The resulting script does exactly what I asked for: it creates weeknight appointments in the time zone I’m in so that people who bother to check free/busy status will see that I’m not available in the European nighttime. From that standpoint, this experiment is a huge success. (Of course, it doesn’t do any good with people who send meeting requests without checking availability. So it’s not perfect, but I don’t think there’s a useful technical solution for that.)
More importantly, the script still requires me to take manual action to run it. There are a lot of potential enhancements that I could apply. For one, it could be tied to an app so that my tenant admins can run the script to update my calendar using app-only mode. For another, I use a flight tracking tool called Flighty to automatically synchronize flights with my work calendar. Flighty uses the airplane emoji to mark flights; the script could find an arriving flight, figure out what city (and thus what time zone) I’m in, figure out when I’m leaving again, and then block evenings in between. These incremental improvements probably wouldn’t take more than another hour or so of playing with an AI assistant to get it done. But would that extra time spent now save me enough time later to be worthwhile?

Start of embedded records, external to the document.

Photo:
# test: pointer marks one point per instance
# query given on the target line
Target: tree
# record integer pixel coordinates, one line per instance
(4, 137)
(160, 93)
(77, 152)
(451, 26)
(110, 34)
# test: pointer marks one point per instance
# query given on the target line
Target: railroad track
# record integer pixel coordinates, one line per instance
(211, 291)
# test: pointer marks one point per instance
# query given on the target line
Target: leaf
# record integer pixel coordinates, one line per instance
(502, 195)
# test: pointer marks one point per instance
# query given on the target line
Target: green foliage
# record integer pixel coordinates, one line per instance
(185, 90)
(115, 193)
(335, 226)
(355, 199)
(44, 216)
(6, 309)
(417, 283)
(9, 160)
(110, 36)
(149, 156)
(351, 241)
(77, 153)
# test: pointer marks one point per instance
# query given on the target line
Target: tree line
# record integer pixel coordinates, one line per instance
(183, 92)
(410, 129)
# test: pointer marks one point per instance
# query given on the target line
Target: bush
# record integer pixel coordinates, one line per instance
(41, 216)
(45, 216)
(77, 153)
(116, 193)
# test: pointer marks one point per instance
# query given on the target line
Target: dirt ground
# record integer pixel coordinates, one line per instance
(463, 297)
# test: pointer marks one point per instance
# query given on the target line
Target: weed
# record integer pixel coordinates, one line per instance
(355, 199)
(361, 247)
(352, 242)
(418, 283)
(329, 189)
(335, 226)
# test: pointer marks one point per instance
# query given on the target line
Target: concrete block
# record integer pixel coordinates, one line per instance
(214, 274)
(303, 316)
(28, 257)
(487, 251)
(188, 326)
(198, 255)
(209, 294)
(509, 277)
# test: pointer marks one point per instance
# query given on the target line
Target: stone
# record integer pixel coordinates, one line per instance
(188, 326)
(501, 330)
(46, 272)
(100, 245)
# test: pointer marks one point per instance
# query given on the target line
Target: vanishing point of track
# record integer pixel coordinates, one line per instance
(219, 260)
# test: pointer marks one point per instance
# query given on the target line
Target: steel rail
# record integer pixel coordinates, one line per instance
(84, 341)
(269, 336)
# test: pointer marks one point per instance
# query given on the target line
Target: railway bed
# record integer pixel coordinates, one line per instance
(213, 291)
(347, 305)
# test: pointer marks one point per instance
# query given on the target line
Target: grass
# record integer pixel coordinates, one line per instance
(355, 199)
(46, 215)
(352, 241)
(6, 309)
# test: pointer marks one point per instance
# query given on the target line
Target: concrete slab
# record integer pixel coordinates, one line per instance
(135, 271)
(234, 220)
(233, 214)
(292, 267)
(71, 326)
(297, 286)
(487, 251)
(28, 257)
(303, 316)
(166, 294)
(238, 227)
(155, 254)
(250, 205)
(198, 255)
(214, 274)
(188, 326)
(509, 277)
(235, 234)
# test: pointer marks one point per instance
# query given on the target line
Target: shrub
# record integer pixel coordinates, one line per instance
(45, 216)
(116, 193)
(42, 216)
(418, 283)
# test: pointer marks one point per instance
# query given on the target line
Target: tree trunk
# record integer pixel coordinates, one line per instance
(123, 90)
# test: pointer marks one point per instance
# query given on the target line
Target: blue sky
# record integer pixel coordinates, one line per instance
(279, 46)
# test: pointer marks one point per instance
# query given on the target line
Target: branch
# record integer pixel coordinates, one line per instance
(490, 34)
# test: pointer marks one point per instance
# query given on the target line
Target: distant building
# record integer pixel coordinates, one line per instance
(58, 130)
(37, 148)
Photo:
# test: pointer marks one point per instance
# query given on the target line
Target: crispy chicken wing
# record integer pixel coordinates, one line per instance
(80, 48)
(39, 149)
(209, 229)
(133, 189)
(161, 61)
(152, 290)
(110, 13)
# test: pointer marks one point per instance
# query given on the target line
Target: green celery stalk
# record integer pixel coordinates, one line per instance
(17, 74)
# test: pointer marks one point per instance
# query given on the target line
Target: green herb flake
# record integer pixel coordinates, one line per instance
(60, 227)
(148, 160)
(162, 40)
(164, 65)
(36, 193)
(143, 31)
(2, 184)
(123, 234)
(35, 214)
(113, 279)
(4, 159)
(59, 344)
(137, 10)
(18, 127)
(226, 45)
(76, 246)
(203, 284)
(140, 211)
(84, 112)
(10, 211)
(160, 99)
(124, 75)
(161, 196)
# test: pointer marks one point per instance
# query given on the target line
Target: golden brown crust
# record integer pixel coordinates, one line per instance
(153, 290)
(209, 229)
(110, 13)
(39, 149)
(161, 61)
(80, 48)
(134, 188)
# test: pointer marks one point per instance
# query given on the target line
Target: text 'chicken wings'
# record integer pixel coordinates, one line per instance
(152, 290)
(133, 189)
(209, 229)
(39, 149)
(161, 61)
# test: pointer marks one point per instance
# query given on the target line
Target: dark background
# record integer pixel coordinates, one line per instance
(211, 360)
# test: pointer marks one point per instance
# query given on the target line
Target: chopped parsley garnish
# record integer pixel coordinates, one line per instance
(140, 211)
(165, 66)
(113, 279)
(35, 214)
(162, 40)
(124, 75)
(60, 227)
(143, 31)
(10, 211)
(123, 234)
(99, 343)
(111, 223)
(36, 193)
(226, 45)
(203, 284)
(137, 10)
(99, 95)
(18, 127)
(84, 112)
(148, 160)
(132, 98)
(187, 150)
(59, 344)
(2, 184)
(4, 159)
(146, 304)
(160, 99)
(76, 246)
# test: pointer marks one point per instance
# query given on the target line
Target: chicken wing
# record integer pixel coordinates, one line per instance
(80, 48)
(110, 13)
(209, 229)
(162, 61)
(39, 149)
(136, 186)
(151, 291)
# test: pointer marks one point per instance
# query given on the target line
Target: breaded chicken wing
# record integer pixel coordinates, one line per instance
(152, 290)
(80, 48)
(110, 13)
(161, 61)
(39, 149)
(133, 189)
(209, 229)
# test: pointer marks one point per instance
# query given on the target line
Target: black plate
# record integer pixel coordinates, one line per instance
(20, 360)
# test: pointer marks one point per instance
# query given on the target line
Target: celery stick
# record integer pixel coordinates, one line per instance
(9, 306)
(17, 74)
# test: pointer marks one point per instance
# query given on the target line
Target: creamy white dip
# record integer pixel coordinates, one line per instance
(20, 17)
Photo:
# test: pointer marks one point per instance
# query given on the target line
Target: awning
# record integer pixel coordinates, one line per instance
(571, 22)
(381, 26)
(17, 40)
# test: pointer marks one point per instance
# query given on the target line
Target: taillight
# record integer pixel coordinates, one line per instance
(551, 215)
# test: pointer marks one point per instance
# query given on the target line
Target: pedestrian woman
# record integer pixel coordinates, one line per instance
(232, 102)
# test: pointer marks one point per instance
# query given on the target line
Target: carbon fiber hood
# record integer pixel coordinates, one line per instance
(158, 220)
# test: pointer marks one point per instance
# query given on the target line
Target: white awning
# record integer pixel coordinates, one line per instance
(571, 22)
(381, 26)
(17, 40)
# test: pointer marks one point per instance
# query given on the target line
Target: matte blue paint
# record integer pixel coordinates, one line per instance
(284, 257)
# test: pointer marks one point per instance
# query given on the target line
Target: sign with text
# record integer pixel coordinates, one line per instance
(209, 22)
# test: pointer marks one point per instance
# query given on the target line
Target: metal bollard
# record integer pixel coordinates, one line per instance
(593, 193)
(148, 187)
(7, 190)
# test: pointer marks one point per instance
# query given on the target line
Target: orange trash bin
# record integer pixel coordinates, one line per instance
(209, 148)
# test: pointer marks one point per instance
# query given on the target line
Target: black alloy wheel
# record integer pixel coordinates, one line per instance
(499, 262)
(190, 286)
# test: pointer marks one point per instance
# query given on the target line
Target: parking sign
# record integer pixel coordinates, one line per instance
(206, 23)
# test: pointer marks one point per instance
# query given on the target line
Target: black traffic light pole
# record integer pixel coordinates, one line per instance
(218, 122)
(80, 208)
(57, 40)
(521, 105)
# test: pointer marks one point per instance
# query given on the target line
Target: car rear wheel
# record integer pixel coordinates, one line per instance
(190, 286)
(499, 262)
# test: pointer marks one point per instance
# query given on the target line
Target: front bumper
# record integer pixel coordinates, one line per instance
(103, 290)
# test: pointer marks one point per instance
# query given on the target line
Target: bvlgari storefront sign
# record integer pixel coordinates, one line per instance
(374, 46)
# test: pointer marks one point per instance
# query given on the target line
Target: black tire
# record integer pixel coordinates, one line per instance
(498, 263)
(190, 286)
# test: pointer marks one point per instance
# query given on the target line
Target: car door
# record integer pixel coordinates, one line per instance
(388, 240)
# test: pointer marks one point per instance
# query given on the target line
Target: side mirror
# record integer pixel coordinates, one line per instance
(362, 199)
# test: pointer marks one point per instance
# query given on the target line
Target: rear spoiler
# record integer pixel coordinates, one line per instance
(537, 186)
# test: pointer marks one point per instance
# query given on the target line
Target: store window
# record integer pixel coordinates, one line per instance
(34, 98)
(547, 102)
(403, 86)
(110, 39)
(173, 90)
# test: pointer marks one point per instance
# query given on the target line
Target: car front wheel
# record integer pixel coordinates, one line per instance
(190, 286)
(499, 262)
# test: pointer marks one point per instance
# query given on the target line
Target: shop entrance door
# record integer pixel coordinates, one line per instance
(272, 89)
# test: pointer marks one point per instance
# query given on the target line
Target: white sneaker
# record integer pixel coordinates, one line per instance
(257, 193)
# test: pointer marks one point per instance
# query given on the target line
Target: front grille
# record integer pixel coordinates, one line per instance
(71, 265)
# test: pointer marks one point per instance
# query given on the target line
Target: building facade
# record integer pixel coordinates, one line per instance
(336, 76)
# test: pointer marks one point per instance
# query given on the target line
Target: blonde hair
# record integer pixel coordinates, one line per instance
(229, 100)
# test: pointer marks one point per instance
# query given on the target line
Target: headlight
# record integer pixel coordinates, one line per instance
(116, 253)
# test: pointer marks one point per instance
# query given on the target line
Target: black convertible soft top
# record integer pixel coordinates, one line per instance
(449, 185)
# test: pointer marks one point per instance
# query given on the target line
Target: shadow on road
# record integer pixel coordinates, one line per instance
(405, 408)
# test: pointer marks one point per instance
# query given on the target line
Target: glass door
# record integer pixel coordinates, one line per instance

There’s a famous cartoon that captures the dilemma: at what point would I be spending more time fooling with PowerShell to build a solution compared to the manual work required? Even though I travel a couple of times a month, the big jump in utility for me is getting the blocked appointments on the calendar at all. Adding more functionality would be fun, but ultimately probably wouldn’t make me any more productive. Of course, your own experience might vary.
With that said, this kind of incremental development can be a very powerful way to quickly converge on a good enough solution. The generated scripts have minimal error handling and no documentation, but for individual use, the final version was more than good enough to get the job done.